Sich an >Schönheit< zu erfreuen, erhebt offenbar die ‚Seele’. Fühlen wir uns hingezogen zu einer Vollkommenheit, einer Auserwähltheit aus einer ‚Gottesgabe’? Eine Zufallsmutation kann schlecht eine ‚Gottesgabe’, eine Auserwähltheit sein, oder manifestiert sich darin doch eine evolutionäre Strategie? Viele Schöne rufen jedenfalls dieses Gefühl hervor. Natürlich wissen diese (Damen, meistens) um ihre Wirkung und viele nützen sie gnadenlos aus, ganze Lebensentwürfe gründen darauf.

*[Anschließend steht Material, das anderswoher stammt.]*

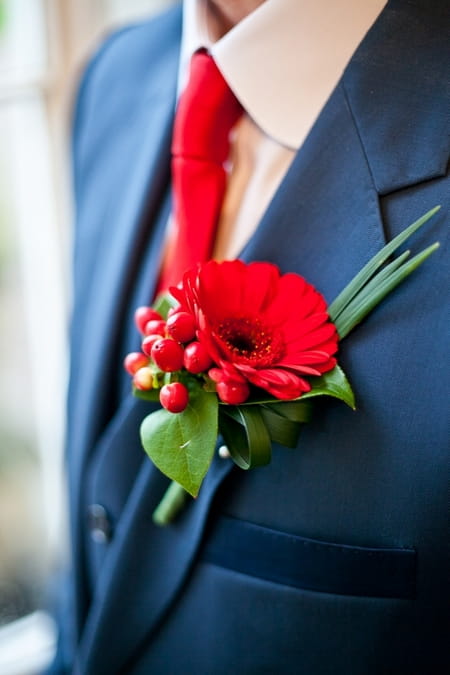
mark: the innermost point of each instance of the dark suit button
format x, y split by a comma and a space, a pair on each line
99, 524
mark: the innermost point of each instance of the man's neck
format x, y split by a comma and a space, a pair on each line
227, 13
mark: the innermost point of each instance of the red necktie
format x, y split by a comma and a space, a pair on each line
206, 112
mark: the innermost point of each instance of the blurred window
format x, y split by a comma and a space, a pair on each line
43, 45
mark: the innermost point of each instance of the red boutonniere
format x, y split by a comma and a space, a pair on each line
241, 350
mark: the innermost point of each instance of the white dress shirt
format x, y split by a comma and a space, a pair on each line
282, 61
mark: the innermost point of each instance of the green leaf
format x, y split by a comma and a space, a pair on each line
170, 505
181, 445
351, 290
377, 290
163, 303
246, 435
334, 383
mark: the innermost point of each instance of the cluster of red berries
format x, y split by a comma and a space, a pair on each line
167, 347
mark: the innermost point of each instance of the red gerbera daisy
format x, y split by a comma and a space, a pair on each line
259, 326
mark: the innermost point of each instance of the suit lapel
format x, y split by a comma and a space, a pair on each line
324, 223
146, 566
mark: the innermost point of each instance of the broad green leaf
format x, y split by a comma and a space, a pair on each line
246, 435
334, 383
349, 292
170, 505
181, 445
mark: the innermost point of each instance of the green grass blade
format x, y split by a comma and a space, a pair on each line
371, 287
362, 307
367, 272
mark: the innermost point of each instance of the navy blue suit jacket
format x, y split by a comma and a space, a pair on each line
335, 558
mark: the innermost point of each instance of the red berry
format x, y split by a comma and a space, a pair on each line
181, 326
134, 361
173, 310
233, 393
155, 327
148, 342
174, 397
143, 379
196, 358
143, 315
168, 355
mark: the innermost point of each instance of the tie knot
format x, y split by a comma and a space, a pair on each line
206, 112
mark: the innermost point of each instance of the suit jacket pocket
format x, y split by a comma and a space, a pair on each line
308, 563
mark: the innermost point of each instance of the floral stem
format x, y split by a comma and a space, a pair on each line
170, 505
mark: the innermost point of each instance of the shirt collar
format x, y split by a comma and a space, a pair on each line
278, 59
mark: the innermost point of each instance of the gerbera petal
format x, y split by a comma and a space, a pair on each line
282, 384
260, 286
313, 339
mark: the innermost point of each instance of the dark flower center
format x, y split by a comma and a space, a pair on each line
247, 339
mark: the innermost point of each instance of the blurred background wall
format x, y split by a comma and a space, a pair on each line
43, 47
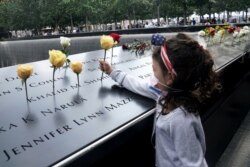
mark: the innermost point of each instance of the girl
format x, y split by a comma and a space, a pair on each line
184, 80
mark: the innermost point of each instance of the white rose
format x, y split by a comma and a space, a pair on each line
65, 42
235, 34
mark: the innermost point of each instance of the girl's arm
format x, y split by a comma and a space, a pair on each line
189, 140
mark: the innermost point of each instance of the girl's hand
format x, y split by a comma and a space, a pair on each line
105, 67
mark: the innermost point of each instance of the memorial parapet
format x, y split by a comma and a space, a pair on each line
53, 125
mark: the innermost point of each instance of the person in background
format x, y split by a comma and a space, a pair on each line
183, 80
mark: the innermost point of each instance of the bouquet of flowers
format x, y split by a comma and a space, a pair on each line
138, 46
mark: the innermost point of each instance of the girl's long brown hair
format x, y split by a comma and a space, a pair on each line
196, 77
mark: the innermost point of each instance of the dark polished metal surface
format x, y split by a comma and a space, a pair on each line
52, 126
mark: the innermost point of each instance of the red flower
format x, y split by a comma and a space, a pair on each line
116, 37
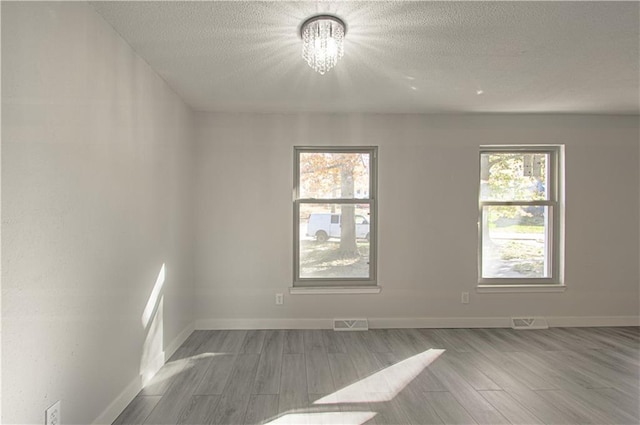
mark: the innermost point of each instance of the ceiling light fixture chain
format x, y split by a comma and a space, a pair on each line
322, 41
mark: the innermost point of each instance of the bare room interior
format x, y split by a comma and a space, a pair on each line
320, 212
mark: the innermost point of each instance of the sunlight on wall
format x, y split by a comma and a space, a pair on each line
386, 384
152, 358
328, 418
153, 298
153, 350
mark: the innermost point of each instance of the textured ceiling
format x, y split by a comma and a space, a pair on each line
410, 57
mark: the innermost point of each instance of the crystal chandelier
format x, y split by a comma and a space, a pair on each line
322, 41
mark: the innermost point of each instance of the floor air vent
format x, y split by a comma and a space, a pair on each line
350, 325
529, 323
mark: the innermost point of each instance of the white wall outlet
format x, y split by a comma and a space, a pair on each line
465, 298
52, 414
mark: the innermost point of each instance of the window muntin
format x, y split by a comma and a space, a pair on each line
519, 215
334, 216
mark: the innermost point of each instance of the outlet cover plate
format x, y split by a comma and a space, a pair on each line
52, 414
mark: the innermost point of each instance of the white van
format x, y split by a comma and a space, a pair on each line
323, 226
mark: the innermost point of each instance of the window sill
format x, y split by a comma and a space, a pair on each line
328, 290
520, 288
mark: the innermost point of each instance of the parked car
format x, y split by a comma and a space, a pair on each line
323, 226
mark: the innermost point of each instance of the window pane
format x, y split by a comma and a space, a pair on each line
515, 241
326, 175
514, 176
334, 241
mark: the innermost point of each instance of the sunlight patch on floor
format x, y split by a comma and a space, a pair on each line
325, 418
394, 379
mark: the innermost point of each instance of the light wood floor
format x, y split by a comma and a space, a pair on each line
397, 376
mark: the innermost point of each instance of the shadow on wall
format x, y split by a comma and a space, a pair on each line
152, 321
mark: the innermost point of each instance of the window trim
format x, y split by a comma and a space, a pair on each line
371, 281
555, 203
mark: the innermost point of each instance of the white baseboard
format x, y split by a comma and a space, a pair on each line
178, 341
414, 322
116, 407
592, 321
215, 324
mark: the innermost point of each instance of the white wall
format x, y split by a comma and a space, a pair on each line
428, 171
96, 178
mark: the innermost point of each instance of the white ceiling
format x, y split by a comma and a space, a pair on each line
409, 57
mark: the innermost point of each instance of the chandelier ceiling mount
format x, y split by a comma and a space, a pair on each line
323, 41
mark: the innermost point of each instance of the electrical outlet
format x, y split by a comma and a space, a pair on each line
52, 414
465, 298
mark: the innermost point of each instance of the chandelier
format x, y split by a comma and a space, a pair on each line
322, 41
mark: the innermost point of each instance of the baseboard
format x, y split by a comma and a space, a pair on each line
215, 324
414, 322
116, 407
592, 321
178, 341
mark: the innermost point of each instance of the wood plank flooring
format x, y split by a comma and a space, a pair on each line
397, 376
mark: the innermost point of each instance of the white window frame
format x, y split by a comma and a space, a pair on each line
371, 281
555, 230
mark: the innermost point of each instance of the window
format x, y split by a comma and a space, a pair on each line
335, 216
520, 215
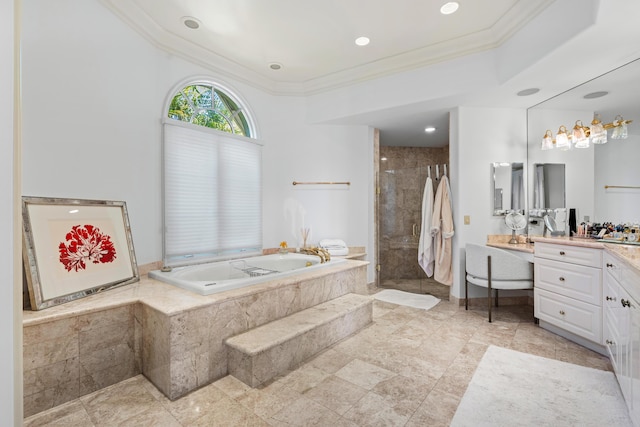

In unserer Zivilisation spielt allen zerfetzten Jeans zum Trotz weibliche >Schönheit< eine beherrschende Rolle. Nicht nur die Frauenzeitschriften quellen über vom einschlägigen Thema der weiblichen >Schönheit< und wie sie zu erreichen bzw. zu erhalten ist, und immer noch gilt weitgehend der Satz der Tante Jolesch: Alles, was ein Mann schöner ist als ein Aff, ... . Das macht das Leben karrierebewusster Damen ja auch um einiges härter, da ja der Zwang zur >Schönheit< für die meisten nie aufhört. Die deutsche Kanzlerin Angela und ihre Heeresministerin Ursula als gegensätzliche Herangehensweisen.

>Schönheit< ist eine der letzten großen Ungerechtigkeiten im allgemeinen Trend zur Gleichheit, zumindest bei den Chancen. Vielleicht gelingt es eines Tages durch genetische Eingriffe Mindeststandards im Aussehen zu erreichen. Zur Zeit aber hat die Schönheitschirurgie Hochsaison, schon 14-Jährige gieren nach Brustvergrößerung und geschwollenen, weil aufgespritzten Lippen. Auch Penisvergrößerungen werden immer wieder angepriesen, ob diese >Schönheit< bewirken, werden Homosexuelle eher beurteilen können.     

>Schönheit< und ihr (gezieltes) Gegenteil ist allgegenwärtig, die Designer von Allem und Jedem gestalten unsere Welt durch, ob wir darob glücklichere Menschen in einer >schöneren< Umgebung werden, das ist allerdings noch die Frage.